As is known about renewable energy sources, especially wind and solar, the generation sites are mostly available at remote geographical locations which are at a considerable distance from the demand centres. Moreover, such distant wind/solar resources do not have sufficient nearby grid capacity for integration of large-scale development with the transmission system. This raises the issue of evacuation from the generation centre to the substation which is connected to state-level transmission unit.
Another issue with wind energy is that generally high wind generation is encountered at the time of low demand. In Rajasthan, wind generation pattern is different from other wind-rich states as its peak generation time varies from other wind energy producing states.
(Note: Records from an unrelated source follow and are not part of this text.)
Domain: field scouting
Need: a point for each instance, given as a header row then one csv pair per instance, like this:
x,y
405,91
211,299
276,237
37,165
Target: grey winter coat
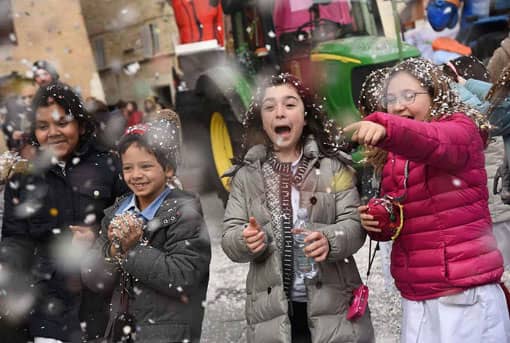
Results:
x,y
170,274
329,185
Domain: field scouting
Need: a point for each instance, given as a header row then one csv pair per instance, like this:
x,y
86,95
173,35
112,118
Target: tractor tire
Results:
x,y
195,153
225,139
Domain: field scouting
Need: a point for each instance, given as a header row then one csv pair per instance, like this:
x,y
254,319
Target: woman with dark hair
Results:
x,y
52,215
292,164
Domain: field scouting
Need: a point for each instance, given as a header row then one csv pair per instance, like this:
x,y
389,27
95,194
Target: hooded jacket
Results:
x,y
170,273
329,194
39,207
499,60
446,244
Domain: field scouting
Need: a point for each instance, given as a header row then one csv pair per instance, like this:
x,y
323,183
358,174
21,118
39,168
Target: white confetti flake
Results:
x,y
90,219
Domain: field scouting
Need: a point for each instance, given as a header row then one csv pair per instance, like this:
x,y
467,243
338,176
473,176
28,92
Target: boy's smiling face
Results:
x,y
143,174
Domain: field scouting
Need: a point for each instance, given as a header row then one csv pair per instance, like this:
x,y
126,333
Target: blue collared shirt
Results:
x,y
129,205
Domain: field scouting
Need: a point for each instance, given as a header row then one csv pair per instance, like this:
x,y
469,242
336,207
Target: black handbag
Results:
x,y
124,325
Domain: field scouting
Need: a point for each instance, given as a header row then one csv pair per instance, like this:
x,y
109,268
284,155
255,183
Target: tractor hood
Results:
x,y
362,50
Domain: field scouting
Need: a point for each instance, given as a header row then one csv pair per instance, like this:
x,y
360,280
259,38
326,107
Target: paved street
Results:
x,y
224,315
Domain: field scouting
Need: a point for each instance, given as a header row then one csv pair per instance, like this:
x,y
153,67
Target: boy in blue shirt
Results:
x,y
155,242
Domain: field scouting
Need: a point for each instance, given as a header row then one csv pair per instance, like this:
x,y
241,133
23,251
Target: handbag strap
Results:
x,y
371,256
125,280
406,176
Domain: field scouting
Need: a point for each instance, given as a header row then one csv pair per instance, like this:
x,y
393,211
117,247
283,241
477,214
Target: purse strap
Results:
x,y
371,256
406,176
125,281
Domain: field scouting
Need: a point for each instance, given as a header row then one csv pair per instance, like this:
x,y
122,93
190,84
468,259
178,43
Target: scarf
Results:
x,y
278,182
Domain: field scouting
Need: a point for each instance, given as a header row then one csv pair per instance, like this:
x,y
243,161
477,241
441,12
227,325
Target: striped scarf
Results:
x,y
278,182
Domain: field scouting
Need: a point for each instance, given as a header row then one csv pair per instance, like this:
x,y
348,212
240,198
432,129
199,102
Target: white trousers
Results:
x,y
502,233
477,315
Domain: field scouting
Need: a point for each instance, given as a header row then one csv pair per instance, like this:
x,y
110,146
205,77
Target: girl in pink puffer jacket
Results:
x,y
445,261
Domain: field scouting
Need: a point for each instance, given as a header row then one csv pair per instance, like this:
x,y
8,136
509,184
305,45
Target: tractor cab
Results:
x,y
330,45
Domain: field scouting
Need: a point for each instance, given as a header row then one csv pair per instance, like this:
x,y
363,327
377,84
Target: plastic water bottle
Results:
x,y
304,266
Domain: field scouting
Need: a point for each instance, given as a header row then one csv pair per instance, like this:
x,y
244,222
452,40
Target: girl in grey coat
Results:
x,y
292,160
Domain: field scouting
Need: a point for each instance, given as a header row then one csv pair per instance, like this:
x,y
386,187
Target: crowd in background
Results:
x,y
103,181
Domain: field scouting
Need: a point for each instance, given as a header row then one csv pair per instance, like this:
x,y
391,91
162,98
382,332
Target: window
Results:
x,y
7,35
150,40
155,38
98,46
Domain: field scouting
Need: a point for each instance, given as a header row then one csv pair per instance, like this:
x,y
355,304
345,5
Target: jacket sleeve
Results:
x,y
234,222
183,262
98,272
444,144
500,118
16,247
478,88
473,94
346,236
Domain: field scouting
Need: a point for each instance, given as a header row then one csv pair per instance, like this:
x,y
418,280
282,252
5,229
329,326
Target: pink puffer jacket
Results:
x,y
446,244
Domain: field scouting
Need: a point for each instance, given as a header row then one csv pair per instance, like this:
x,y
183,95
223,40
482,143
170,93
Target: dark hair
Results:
x,y
468,67
372,91
121,104
142,141
326,132
134,104
64,96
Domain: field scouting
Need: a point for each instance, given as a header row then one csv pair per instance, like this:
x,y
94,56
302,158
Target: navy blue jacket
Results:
x,y
39,207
However, even this production does not always coincide with peak demand. This is why large-scale wind/solar integration may introduce new patterns in the flow of power which may cause congestions in transmission and distribution networks in case of a conservative planning.
At present, most of the wind plants are not capable of operating during severe voltage sags (ride through capabilities) caused by system faults. In case this happens and a large amount of wind generation trips in certain pockets, the system will be adversely affected, magnifying the effect of faults.
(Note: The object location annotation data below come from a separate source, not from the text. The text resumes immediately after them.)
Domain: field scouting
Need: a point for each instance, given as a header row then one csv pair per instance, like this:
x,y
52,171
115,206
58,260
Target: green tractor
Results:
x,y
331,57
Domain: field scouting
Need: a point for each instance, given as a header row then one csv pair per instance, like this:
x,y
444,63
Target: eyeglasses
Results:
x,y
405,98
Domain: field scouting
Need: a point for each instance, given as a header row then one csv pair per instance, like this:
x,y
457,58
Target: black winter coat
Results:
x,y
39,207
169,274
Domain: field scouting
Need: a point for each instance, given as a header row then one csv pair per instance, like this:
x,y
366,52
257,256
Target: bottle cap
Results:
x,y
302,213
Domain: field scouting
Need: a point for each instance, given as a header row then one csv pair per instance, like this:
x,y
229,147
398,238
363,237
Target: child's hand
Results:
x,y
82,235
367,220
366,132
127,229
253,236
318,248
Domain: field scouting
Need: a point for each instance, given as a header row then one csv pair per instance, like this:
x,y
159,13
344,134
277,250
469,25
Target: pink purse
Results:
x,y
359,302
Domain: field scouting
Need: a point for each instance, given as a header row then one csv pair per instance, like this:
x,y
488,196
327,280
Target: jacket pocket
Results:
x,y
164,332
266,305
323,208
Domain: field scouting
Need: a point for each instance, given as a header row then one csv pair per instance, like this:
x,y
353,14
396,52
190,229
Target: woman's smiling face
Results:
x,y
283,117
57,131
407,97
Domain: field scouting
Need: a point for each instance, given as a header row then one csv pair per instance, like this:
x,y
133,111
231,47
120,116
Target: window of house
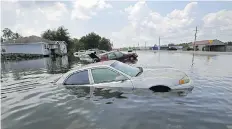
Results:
x,y
102,75
79,78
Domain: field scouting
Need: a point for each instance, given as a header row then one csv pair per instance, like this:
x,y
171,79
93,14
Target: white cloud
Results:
x,y
147,25
33,19
55,12
221,18
217,25
85,9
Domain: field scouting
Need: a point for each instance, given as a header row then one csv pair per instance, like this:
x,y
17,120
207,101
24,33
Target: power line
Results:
x,y
195,37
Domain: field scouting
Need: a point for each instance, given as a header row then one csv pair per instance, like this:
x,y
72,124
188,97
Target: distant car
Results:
x,y
172,49
117,55
79,53
117,74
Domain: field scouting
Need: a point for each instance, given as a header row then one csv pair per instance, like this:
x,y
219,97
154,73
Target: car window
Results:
x,y
101,75
111,56
118,54
125,68
79,78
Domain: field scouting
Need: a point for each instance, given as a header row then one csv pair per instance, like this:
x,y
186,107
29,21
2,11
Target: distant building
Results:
x,y
210,45
177,47
34,45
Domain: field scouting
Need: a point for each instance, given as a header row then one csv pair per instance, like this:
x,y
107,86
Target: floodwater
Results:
x,y
30,101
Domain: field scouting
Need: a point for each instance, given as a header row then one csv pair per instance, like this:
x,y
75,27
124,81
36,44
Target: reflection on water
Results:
x,y
30,101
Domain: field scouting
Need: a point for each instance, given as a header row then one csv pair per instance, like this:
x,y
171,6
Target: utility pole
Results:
x,y
145,45
195,37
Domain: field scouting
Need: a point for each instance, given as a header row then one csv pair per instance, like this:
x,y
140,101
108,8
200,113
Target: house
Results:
x,y
176,46
34,45
210,45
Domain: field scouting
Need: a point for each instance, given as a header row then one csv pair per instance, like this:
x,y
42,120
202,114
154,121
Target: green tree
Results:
x,y
7,34
78,45
105,44
60,34
90,41
16,36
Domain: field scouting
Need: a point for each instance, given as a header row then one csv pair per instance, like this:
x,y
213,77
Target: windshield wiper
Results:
x,y
140,71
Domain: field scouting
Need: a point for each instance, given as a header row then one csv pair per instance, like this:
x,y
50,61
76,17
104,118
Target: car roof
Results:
x,y
108,63
104,63
107,52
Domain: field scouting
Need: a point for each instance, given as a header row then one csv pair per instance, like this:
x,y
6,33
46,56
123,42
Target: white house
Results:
x,y
34,45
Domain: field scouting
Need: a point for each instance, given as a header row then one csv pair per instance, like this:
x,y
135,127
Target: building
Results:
x,y
34,45
210,45
176,46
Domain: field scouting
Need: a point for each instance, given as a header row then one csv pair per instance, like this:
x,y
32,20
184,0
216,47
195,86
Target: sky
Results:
x,y
125,23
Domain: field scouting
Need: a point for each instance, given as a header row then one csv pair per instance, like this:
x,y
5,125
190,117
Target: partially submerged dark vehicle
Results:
x,y
117,55
109,74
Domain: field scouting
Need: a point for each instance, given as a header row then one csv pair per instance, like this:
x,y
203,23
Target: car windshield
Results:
x,y
125,68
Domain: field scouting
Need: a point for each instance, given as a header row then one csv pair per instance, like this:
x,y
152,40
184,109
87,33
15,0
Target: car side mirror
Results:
x,y
121,78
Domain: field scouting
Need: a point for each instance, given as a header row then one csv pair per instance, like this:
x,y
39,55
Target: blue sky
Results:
x,y
125,23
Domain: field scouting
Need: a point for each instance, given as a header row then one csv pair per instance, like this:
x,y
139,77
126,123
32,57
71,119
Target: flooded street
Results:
x,y
30,101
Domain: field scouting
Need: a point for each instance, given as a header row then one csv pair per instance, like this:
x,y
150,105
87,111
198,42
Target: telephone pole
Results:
x,y
145,45
195,37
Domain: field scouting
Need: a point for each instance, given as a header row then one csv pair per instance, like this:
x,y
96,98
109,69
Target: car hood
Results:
x,y
162,72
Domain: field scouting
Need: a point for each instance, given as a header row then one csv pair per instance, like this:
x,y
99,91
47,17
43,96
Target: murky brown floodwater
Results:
x,y
30,101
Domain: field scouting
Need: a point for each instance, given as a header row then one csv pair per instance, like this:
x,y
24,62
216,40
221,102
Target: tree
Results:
x,y
16,35
90,41
60,34
7,34
78,45
105,44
Also, some of the wind turbines consume reactive power from the systems, which can adversely impact the systems during disturbances/high loadings unless suitable mitigating measures are taken. Harmonic voltage distortion at the connection point of wind farms and solar parks are likely to increase due to the deployment of power electronic equipment for RE generation integration.
Many IPPs have raised a concern that the grid integration issue is already delayed, keeping the high pace of renewable energy development. They say that while both solar and wind energy farms can be developed quickly; the grid infrastructure development takes time. It should have been developed earlier than developing the renewable energy sources.
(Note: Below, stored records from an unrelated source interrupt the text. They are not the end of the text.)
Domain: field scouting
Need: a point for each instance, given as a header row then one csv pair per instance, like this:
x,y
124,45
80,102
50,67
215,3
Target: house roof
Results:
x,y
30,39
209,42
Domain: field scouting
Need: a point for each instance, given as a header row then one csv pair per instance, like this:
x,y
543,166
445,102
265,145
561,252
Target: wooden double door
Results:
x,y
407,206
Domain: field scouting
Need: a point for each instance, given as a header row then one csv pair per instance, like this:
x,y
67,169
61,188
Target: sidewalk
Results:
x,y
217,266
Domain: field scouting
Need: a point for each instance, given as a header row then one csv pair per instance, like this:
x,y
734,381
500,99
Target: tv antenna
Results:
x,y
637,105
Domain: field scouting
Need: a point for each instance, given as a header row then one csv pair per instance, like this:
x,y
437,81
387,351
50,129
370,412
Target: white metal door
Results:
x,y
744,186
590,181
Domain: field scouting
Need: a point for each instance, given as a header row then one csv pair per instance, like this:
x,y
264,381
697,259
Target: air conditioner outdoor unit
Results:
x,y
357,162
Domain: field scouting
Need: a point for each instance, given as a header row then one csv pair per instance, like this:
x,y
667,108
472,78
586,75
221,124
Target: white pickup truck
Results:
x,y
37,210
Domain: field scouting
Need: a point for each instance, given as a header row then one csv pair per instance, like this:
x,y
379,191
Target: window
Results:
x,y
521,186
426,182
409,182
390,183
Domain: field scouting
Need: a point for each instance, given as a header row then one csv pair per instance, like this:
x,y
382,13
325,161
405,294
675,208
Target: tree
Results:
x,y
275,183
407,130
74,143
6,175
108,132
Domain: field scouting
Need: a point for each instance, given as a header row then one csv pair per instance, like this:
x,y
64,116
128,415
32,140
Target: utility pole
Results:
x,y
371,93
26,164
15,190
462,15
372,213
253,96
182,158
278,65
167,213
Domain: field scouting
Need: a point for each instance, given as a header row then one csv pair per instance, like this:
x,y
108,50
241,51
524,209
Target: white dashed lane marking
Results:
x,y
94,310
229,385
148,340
It was decided that infrastructure requirements would be assessed in seven states that are rich in renewable energy resources as well as have considerable installed capacity and are leading the way in renewable energy installation. These seven states are Tamil Nadu, Maharashtra, Karnataka, Andhra Pradesh, Gujarat, Rajasthan and Himachal Pradesh. All the states have tremendous renewable energy potential but in some states one resource is more abundant than the other. In Tamil Nadu, wind is leading the charge while in Himachal Pradesh hydro is powering the renewable energy expansion. In Gujarat and Rajasthan, both solar and wind are growing at a rapid rate and the potential for both is very high. In the remaining three, potential for all three – wind, solar and hydro – exists in sizeable amounts.